Projected per-game cost: down 60–70% from the $3–$4 baseline.

Three of these steps are pretty straightforward. The interesting one was the model swap — not because the result was surprising, but because the output token rate is what actually drives the cost difference. Measure the output side too.

This is the last post in this initial series on building agentic systems. The project started as an experiment in queue-driven agents and ended up touching a surprising range of real engineering problems — state management, third-party library debugging, async constraints from protocol-level integrations, and cost optimization that required actual measurement to get right.

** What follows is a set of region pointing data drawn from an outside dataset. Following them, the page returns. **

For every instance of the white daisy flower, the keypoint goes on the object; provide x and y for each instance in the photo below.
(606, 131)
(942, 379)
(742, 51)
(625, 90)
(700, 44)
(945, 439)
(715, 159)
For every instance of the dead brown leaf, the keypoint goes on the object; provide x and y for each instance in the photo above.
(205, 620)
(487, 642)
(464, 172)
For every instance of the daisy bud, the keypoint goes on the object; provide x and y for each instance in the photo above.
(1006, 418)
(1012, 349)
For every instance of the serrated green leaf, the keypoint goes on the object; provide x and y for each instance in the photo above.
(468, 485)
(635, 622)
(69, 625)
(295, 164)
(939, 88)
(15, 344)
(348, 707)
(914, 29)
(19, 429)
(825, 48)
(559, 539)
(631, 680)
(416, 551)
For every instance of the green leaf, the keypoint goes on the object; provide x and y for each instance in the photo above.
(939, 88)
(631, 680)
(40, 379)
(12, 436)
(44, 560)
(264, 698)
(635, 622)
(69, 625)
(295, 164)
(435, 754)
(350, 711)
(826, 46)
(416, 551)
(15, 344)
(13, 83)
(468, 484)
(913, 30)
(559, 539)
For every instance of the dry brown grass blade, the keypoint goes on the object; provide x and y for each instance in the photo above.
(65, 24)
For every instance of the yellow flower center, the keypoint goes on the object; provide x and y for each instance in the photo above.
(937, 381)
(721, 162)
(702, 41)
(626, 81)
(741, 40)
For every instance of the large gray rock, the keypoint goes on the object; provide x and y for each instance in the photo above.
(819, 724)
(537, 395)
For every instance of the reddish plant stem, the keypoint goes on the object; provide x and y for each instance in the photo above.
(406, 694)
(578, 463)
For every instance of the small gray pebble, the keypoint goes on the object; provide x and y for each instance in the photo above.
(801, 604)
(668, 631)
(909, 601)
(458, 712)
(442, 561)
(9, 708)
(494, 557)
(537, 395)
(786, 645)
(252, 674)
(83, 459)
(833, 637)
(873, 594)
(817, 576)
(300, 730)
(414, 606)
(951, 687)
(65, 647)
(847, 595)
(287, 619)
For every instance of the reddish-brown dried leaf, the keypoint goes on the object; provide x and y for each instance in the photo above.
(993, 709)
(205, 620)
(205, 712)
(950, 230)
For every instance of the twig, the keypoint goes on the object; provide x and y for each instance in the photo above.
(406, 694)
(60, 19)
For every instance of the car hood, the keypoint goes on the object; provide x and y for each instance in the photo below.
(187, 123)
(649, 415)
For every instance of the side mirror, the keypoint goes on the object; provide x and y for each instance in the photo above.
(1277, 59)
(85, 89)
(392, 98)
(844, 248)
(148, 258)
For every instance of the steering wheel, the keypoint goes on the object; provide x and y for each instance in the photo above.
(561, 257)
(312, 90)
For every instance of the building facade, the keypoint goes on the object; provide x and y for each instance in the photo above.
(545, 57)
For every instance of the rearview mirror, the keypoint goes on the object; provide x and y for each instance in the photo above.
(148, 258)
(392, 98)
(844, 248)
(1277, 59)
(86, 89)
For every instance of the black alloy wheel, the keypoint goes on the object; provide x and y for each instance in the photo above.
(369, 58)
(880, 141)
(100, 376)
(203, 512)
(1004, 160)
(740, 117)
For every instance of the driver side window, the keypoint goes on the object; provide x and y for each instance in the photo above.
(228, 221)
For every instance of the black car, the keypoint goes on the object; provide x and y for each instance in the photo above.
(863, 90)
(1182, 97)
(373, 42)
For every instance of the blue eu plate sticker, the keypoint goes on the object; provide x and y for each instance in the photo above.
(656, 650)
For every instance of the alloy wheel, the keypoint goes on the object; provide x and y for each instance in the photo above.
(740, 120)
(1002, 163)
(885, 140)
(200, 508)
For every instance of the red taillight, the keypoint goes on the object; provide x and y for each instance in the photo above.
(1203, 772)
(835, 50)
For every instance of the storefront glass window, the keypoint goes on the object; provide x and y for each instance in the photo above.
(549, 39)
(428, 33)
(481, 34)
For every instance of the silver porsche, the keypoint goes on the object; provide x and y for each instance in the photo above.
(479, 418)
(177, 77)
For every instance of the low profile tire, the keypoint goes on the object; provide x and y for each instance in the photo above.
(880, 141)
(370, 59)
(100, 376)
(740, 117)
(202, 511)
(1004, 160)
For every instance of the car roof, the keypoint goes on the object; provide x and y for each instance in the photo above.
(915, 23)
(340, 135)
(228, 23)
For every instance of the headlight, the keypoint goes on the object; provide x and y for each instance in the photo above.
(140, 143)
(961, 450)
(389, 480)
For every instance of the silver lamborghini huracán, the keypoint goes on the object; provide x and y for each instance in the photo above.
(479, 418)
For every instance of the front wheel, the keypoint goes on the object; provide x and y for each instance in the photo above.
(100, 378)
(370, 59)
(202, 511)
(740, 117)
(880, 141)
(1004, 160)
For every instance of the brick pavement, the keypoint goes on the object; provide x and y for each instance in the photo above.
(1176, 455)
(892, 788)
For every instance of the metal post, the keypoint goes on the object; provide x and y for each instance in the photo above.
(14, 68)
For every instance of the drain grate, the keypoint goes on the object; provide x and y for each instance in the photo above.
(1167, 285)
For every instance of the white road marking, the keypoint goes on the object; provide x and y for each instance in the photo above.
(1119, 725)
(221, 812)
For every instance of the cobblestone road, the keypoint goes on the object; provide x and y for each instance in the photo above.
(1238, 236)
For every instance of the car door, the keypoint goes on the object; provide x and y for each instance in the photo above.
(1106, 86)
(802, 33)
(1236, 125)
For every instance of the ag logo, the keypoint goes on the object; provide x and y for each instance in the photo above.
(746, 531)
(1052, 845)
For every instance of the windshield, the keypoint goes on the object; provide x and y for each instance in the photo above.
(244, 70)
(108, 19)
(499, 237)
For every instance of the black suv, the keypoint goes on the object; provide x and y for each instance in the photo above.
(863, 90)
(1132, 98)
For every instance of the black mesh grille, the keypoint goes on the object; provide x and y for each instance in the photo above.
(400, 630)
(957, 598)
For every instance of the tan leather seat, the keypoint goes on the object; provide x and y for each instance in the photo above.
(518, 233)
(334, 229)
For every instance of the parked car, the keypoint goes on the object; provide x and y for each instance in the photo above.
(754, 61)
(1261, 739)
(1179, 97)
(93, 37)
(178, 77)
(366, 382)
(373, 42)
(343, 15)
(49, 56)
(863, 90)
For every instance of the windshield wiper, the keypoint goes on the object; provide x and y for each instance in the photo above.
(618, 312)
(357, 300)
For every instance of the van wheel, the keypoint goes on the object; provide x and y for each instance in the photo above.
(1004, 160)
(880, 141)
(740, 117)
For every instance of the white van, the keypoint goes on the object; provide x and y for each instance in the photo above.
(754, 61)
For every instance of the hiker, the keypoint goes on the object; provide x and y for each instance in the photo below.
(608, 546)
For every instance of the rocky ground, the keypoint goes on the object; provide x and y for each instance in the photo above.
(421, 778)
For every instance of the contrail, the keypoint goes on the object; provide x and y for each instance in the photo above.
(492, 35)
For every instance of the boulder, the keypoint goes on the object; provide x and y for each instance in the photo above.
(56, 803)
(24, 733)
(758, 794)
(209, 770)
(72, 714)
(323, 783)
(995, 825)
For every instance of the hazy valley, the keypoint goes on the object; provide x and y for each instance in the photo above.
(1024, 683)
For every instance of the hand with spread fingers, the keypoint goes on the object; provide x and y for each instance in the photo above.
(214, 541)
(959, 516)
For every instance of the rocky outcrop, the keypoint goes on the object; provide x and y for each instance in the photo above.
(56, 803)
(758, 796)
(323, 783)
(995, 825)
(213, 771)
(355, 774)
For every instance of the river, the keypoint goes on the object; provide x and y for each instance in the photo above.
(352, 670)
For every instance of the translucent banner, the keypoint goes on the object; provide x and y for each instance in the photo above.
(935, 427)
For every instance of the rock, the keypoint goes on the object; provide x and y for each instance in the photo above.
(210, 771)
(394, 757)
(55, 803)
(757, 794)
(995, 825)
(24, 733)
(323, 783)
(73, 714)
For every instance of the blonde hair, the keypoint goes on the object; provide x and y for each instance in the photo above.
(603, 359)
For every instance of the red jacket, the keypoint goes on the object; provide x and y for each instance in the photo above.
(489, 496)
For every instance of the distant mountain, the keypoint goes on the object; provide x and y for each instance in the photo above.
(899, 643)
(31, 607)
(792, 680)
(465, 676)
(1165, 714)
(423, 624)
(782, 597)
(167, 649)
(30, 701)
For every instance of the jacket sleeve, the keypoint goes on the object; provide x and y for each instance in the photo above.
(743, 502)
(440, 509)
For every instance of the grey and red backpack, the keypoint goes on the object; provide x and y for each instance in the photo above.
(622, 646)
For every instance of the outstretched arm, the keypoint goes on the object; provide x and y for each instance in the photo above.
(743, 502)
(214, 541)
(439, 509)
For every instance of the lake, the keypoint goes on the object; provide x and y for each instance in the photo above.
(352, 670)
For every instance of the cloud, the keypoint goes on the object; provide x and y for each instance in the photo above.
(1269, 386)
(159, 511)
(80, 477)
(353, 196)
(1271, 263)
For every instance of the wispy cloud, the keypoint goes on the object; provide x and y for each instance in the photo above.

A few directions I'm thinking about exploring next:

Persistence layer with pgvector. Right now play-by-play events are consumed and discarded — only the generated insights are written to disk. Adding Postgres with pgvector would let the agent store every event and retrieve semantically similar historical moments at query time. That opens up richer career comparisons ("the last time a player scored 7 straight points in Q4 of a playoff game") without having to call the NBA API mid-stream.

Local LLM for the classifier. Haiku is already cheap, but it still means an API call per event. Running a local model via Ollama for the classifier would bring that cost to near-zero and remove the dependency on an external service for what is essentially a routing decision. The tradeoff is model quality and setup overhead — but a classifier that only needs to output a label is probably a good candidate for a smaller local model.

Apache Flink. The current consumer is a hand-rolled polling loop with a GameContextTracker managing state in memory. Flink would replace that with a proper stateful stream processing layer — one that handles windowing, fault tolerance, and exactly-once semantics natively. It's a meaningful step up in infrastructure complexity, but it's also the natural next layer for this pattern: once you're doing real-time stateful event processing, Flink is what that looks like at scale.